Tayyip Diktatörlüğü bunun teorik alt yapısını da oluşturuyor. Camilerde Vehhabi-Selefi vaizler görev yapıyor. En son Cübbeli Ahmet Hoca bile dayanamadı, durumu açık etti. Haber şöyle:

“İsmailağa cemaatinin önde gelen isimlerinden Ahmet Mahmut Ünlü, Sakarya’da bir camide Kuveytli Osman El Hamis isimli ‘şeyh’in namaz kıldırıp vaaz vermesine tepki gösterdi.

Sosyal medya hesabı üzerinden açıklama yapan Ünlü, “Diyânet’i, vahhâbîleri konuşturmama husûsunda uyarıyorum. Aksi takdirde iç savaşa destek vermiş olacaklardır” dedi.

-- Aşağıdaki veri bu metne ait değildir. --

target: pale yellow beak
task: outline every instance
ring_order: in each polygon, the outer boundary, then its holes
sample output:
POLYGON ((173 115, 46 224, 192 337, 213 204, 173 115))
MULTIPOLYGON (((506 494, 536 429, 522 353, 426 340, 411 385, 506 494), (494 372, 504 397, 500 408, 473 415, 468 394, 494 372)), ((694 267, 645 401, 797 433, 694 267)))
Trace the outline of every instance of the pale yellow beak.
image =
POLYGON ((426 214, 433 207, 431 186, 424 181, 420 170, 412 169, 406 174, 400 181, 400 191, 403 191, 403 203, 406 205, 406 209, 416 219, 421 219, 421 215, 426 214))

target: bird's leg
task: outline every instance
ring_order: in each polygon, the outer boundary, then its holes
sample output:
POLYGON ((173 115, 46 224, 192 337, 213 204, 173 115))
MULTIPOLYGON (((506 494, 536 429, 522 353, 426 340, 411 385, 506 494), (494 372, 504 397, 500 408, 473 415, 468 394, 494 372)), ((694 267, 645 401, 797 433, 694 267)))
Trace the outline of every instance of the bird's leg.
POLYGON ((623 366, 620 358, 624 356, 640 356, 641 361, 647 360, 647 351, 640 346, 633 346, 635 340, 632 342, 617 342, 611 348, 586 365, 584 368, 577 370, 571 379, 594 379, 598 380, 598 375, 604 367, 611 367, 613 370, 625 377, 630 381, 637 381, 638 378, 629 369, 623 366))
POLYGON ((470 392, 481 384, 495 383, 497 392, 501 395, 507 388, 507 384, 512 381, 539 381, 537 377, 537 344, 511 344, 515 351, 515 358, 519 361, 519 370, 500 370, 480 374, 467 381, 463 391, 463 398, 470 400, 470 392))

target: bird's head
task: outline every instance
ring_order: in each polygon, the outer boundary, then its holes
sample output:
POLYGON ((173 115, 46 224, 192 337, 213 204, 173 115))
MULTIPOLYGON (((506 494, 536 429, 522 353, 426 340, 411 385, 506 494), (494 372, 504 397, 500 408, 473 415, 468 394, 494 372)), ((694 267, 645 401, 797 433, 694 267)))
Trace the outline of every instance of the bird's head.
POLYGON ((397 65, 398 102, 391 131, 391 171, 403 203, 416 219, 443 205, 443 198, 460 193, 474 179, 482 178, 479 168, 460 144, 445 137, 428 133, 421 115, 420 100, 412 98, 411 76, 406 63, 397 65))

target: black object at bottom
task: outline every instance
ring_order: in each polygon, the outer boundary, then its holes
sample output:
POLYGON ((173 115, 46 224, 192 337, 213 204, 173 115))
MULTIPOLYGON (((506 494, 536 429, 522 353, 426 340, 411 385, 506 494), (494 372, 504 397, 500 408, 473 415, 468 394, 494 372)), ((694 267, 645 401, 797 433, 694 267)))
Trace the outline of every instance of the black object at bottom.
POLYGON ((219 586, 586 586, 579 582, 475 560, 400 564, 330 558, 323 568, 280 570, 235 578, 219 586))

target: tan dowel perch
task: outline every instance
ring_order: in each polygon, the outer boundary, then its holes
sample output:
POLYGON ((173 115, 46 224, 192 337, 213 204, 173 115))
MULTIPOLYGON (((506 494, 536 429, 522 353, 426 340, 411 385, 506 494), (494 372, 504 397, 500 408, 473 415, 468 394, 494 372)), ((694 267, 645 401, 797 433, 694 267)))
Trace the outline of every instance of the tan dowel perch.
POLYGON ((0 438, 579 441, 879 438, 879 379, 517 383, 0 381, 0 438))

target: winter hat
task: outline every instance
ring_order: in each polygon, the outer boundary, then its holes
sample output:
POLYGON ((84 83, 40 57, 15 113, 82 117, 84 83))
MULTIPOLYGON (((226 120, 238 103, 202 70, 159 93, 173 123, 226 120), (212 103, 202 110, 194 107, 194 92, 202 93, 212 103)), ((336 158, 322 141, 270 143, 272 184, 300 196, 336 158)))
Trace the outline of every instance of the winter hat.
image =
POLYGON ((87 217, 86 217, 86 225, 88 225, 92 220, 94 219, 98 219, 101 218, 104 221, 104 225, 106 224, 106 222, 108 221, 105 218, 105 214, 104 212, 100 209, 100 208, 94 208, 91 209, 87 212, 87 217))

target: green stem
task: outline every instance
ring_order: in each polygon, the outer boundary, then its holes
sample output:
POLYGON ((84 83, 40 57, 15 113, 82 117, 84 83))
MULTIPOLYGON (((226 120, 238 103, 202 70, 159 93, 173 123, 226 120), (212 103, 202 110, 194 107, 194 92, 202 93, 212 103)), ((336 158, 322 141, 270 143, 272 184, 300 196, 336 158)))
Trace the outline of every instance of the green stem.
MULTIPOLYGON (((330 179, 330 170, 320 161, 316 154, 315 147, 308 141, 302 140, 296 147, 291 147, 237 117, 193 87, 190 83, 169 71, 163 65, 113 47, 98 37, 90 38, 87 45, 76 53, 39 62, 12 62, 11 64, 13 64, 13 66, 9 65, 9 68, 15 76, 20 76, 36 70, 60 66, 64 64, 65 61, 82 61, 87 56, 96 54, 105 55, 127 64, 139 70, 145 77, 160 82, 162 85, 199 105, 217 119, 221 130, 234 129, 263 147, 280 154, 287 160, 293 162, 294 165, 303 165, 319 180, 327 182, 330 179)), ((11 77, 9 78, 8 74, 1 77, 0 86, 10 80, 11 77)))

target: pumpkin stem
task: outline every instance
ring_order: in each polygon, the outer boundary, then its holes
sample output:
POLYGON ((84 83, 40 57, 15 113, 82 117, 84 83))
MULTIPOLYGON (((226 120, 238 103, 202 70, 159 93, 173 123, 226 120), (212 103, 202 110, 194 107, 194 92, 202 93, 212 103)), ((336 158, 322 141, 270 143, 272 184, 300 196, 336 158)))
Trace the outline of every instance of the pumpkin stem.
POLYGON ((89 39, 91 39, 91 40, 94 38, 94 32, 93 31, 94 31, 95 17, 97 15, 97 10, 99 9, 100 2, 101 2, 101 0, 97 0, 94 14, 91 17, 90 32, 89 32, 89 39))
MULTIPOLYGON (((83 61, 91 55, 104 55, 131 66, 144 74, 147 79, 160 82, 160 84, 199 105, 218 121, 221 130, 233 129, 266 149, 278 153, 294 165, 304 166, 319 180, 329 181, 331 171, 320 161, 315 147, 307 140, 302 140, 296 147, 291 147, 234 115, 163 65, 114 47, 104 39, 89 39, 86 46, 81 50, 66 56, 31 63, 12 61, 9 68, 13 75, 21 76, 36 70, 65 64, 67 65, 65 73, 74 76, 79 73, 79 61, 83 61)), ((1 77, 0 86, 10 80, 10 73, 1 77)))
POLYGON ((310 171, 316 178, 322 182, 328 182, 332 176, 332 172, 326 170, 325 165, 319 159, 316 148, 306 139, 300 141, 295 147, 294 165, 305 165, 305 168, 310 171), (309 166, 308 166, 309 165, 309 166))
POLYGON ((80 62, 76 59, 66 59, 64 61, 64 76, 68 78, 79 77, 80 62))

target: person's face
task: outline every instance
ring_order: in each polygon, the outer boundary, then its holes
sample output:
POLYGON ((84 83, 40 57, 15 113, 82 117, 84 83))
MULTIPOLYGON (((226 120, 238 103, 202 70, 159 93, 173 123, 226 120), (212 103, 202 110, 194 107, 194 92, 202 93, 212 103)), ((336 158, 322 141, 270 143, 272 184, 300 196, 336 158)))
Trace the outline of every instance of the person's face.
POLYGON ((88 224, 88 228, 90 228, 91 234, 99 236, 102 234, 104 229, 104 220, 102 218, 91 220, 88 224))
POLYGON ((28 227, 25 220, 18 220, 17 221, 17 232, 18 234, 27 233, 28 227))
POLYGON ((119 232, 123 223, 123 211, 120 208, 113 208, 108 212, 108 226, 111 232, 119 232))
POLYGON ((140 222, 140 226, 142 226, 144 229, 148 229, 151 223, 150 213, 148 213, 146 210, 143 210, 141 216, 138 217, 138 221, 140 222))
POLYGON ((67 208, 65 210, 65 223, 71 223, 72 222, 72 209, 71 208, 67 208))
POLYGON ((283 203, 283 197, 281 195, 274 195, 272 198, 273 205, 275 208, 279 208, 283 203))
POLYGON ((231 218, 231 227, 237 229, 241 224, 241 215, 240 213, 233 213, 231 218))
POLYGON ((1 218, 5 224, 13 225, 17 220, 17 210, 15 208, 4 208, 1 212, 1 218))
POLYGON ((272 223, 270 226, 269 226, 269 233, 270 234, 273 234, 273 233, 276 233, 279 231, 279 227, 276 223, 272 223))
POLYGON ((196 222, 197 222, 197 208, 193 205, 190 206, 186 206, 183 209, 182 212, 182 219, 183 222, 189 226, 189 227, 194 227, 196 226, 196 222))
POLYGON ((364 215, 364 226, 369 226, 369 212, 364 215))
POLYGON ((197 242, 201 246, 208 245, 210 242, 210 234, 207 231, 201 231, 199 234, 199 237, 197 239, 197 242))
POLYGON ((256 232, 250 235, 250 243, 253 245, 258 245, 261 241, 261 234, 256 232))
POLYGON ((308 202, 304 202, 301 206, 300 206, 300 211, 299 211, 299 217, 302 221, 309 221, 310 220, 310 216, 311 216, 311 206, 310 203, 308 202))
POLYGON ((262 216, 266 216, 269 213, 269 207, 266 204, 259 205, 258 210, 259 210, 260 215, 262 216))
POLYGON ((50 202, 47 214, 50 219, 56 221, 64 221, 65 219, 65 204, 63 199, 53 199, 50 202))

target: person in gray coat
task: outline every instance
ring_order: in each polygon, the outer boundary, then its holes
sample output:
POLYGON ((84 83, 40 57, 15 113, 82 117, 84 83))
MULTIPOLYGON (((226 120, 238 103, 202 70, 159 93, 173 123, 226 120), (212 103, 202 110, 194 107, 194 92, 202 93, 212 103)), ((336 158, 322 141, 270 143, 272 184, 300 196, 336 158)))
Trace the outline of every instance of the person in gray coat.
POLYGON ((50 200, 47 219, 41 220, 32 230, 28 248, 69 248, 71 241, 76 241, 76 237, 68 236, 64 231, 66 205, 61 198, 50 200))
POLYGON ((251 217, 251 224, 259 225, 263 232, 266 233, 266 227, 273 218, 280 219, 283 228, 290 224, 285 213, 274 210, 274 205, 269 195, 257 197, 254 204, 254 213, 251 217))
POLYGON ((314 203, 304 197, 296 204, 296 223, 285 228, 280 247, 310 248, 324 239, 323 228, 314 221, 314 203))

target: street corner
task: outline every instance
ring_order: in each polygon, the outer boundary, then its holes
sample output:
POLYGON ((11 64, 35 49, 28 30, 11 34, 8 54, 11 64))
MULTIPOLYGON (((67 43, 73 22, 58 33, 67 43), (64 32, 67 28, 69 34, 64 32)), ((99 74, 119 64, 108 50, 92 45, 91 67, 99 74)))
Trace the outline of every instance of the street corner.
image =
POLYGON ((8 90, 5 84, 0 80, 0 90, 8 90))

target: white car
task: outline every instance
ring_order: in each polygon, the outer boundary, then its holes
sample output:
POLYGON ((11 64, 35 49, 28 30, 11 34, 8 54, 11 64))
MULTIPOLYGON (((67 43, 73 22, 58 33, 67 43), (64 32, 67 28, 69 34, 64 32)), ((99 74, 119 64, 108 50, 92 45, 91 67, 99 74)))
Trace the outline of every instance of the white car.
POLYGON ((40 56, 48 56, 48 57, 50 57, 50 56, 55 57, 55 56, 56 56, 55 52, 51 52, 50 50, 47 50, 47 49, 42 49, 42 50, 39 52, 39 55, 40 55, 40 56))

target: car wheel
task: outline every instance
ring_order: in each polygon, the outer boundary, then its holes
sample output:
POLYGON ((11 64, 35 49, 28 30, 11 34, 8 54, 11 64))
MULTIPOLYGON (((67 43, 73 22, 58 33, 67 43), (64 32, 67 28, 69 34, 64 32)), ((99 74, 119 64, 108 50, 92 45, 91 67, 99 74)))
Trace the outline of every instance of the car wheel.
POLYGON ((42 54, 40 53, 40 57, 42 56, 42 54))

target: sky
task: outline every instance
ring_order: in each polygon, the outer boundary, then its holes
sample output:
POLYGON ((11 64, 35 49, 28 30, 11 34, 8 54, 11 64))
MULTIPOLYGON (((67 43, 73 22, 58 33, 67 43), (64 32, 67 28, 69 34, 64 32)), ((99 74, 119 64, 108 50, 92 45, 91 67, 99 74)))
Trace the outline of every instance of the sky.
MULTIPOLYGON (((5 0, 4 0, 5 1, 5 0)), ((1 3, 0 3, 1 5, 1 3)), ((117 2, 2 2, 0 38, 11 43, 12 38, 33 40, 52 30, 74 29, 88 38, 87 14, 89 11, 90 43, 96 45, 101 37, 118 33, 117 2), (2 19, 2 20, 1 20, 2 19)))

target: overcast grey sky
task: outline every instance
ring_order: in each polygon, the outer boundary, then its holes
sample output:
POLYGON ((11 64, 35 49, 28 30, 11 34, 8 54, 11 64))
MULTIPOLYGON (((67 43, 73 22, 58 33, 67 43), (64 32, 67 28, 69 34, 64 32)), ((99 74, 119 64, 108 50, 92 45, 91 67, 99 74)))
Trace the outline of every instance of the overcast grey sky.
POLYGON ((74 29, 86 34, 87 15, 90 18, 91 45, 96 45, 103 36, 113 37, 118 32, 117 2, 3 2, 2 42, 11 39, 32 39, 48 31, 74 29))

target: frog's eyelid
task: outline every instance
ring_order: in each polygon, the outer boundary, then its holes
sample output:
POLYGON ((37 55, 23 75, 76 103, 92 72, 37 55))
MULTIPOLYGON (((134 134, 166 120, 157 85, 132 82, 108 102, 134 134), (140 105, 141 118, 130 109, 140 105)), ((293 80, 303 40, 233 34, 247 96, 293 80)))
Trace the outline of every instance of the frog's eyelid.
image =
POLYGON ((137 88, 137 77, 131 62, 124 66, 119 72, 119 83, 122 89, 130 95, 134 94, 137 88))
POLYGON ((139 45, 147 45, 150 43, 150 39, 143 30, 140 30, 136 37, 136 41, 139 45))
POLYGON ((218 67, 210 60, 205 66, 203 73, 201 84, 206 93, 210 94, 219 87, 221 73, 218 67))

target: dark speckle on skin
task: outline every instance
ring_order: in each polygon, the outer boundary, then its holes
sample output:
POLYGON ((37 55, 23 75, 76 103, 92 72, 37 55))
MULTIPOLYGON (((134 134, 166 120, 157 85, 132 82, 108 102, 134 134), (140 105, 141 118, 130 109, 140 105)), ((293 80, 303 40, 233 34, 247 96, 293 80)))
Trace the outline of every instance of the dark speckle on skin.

“Diyânet bu işin kontrolünü kaybetmiş durumdadır. Diyanet’i uyarıyoruz. hangi ırktan ve milletten olursa olsun eğer camilerde bu adamlara konuşma izni verirseniz selefîliğevahhabîliğe hizmet edip iç savaşı körüklemiş olacaksınız” diyen Ünlü, “Diyanet en kısa zamanda kendine gelmeli, bünyesindeki sapık itikatlı vahhâbî zihniyetli adamları da tespit edip ihraç etmeli ve camileri de mutlaka kontrol altına almalıdır” uyarısı yaptı.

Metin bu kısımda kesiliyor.